Potato, everything, by definition, can be said to be manipulation. Manipulation is attempting to elicit a certain response/action from someone. It's NOT a dirty word.
When I stop a stranger on the street and say, "Excuse me, but would you please direct me to Main Street?" That's manipulation, as I'm trying to get someone to give me directions and I'm using social graces, such as "excuse me and please and thank you" to get them to respond. Same with asking someone to "please pass the butter" or "do you have the time?".

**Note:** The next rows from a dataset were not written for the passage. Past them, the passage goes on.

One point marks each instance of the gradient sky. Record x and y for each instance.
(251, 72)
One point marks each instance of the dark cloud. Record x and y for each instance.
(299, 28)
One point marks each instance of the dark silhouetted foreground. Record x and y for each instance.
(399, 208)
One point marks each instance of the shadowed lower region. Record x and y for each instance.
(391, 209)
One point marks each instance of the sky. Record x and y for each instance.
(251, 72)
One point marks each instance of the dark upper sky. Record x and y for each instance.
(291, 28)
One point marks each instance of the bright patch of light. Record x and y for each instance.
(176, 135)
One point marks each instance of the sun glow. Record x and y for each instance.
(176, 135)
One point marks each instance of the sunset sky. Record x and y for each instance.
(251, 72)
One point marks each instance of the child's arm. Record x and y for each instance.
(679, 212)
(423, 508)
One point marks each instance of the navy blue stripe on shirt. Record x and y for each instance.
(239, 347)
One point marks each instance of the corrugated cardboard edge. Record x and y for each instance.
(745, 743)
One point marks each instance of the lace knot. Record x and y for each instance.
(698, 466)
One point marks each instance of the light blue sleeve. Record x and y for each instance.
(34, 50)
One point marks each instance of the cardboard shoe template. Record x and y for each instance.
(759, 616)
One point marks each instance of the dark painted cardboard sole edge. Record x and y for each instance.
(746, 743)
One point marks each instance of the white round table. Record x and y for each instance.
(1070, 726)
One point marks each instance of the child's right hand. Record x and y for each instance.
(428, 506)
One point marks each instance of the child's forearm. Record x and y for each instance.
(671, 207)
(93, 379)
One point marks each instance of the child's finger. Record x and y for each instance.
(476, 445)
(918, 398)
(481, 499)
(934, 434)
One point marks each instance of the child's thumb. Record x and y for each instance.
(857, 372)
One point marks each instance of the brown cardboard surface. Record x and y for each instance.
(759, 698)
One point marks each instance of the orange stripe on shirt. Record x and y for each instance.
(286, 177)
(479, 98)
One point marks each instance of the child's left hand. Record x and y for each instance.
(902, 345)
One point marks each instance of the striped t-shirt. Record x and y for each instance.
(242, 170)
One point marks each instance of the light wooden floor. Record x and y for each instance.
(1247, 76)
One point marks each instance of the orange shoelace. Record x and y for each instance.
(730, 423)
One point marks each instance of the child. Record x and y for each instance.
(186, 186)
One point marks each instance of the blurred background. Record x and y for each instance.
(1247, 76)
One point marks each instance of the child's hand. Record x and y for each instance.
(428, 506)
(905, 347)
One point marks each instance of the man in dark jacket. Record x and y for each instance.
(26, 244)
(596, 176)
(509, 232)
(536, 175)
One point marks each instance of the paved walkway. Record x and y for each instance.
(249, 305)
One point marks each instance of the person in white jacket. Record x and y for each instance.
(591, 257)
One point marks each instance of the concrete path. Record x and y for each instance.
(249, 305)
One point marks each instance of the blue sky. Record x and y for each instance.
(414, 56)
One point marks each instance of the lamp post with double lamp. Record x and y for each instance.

It IS manipulation, and it's not natural, it's an act, because we could go up to these very same strangers and simply demand our needs, just like when we were infants and cried out that we were hungry when we wanted to be fed. "Hey YOU!", we could say, "Tell me how to get to Main Street!" but that wouldn't likely achieve the intended aim, right? We learn that. We learn how we must act and what we must do in order to hopefully get the desired outcome.
We don't go up to our boss and say, "I really hate working for you. You're quite a jerk. Now, give me more money in my paycheck." No! We learn how to negotiate, and successful negotiation is part manipulation. We have to make the party across the table believe that they are winning for them to give us what we want.
In interpersonal relationships, we have desired outcomes as well.
In this case, BipedGod's gal is using some sort of such dynamics to elicit him to draw closer to her. That's not the problem, as I see it. She wants him.
The problem is, that he believes that by him not letting her know she's using tactics that he'll be perceived as being a "dumb sh*t who hasn't a clue".
The issue then, is really more about him and his *projecting* this negative self-image upon her, as if she would think it, this belief he has about how she'd negatively perceive him, and why he'd think that way, then it is about her and whatever she's actually thinking (which, since she's trying to get him to chase her, may be more like she thinks very highly of him, rather than thinking he's stupid).
Whether she's acting consciously or not, she's responding to his being distant. The best way to respond when a partner distances, is to stay distant yourself. Otherwise, this push/pull dance never ends. She'll more likely either give up or draw close to you, if you keep distant.
No "confrontation" needed. That's useless. She may not even be aware of what she's doing, as it's normal for her. Or she could deny it. Or argue with you over it. Or claim it's because you are distant or... Actions, not words, work better. Exactly what you were doing, BipedGod, i.e., the not responding to it, not acknowledging it, not letting it interfere with your life, is exactly the right thing to do. As I wrote above, remaining independent and keeping space is the way to go.
Sometimes, NOT doing anything is the desirable option. Not everything needs an action taken.
The only thing you should do is change your opinion about how it makes you appear to her: You're only a "dumb sh*t" - if you believe you are.